ECI in the Italian senate: Time for the EU to review its support to the Palestinian Authority

Rome, December 4th, 2023 – ECI’s Founding Director Tomas Sandell called for a new EU zero tolerance policy for antisemitism when he spoke at the Italian senate in Rome on Thursday. In the conference, hosted by Senator Massimiliano Romeo and sponsored by Christians for Israel in Italy, Sandell commended the European Commission for being the leading voice against antisemitism in the international community while pointing out the failures of not implementing this policy across the board. “Being the largest institutional donor of the Palestinian Authority, the European Union has an immense responsibility to ensure that Palestinian youth are not being brought up hating the Jews but learning to respect and live side by side with their Israeli neighbours. It is now high time that the European Union reviews its support to the Palestinian Authority”, he said.

Sandell concluded by saying that “Palestinian antisemitism spills automatically over to the streets of Europe where we have seen an unprecedented rise of Jew hatred after the October 7 pogrom. Only by applying a coherent policy of zero tolerance for antisemitism in all of EU’s external relations, and especially in its financial support of the Palestinian Authorities, can we stem the current tide of Jew hatred.”

In a bilateral meeting with the Italian Coordinator on combating antisemitism, Giuseppe Pecoraro, he was presented with fresh statistics on antisemitic incidents in Italy after the October 7 massacre in Israel. The results revealed that more than 90 percent of these incidents have taken place in the north of the country. Elaborating on these unexpected results, Pecoraro noted that the highest level of antisemitism can be found in cities with large and influential universities. He wondered if there could be a connection to the radical student movements of the 1970’s which later developed into fully fledged terrorist groups like the Red Brigade. These extreme left-wing groups had close contacts with the Palestinian Liberation Organisation (PLO) who supplied them both with training and weapons, he explained. Today some of these groups on the extreme left have joined forces with the extreme right in their opposition to Israel and the Western world and in their support for the Russian invasion in Ukraine.

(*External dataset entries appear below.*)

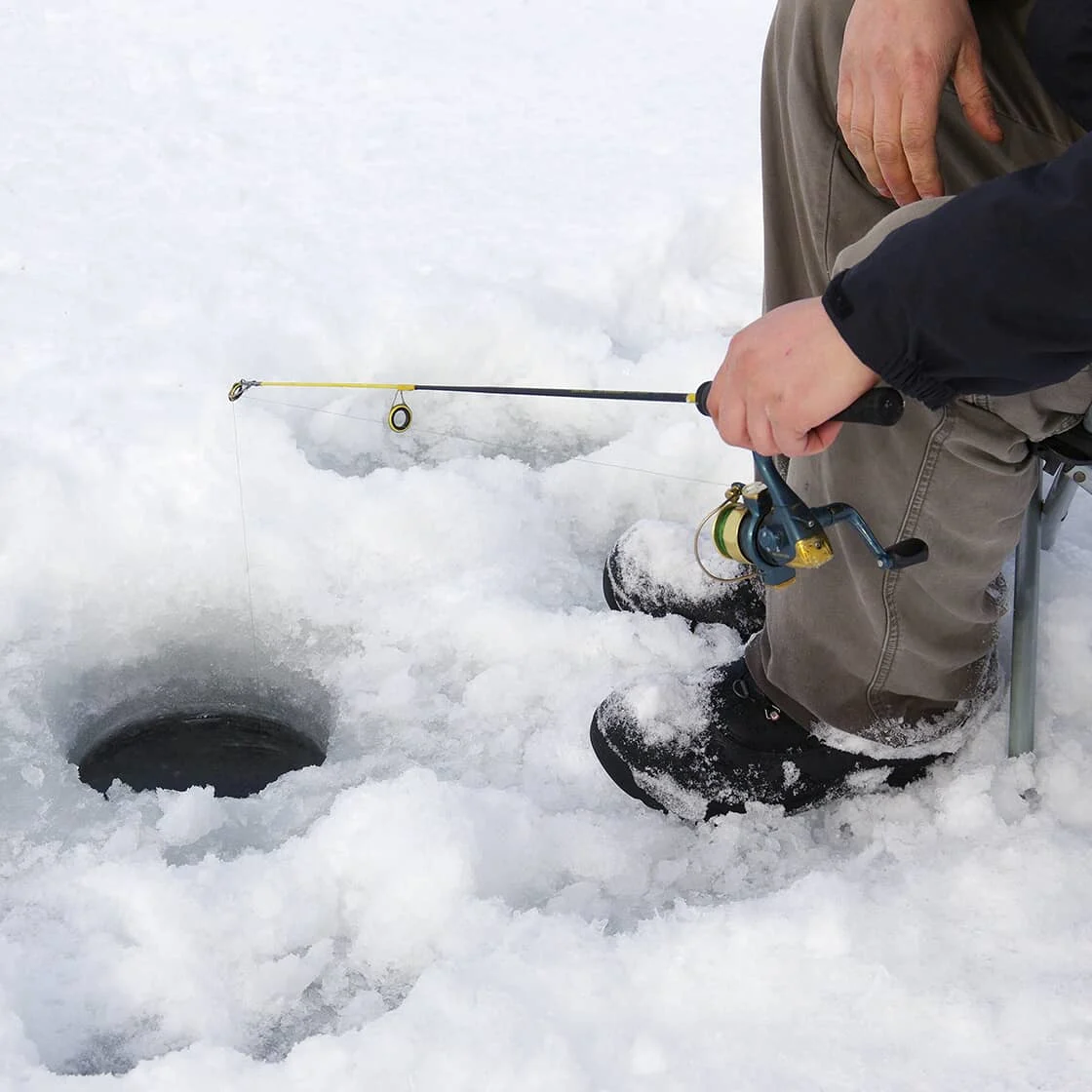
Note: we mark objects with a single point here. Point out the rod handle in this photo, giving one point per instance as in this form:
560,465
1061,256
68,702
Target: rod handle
881,406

But antisemitism is not restricted only to the universities. It can be found anywhere and especially in the world of football. A unique collaboration between the Italian government and the Italian Football Federation has resulted in a joint declaration of intent in combating antisemitism in the world of football. The declaration includes a ban for players from wearing the number 88 shirt, considered as an explicit reference to Nazi symbology. Furthermore, the agreement speaks about the need for the clubs and their players to visit Holocaust memorial sites in order to raise awareness of the deportation of the Italian Jews and the issue of contemporary antisemitism.

The two-day visit to Rome, which also included other bilateral meetings with government officials, came to a close on Friday night.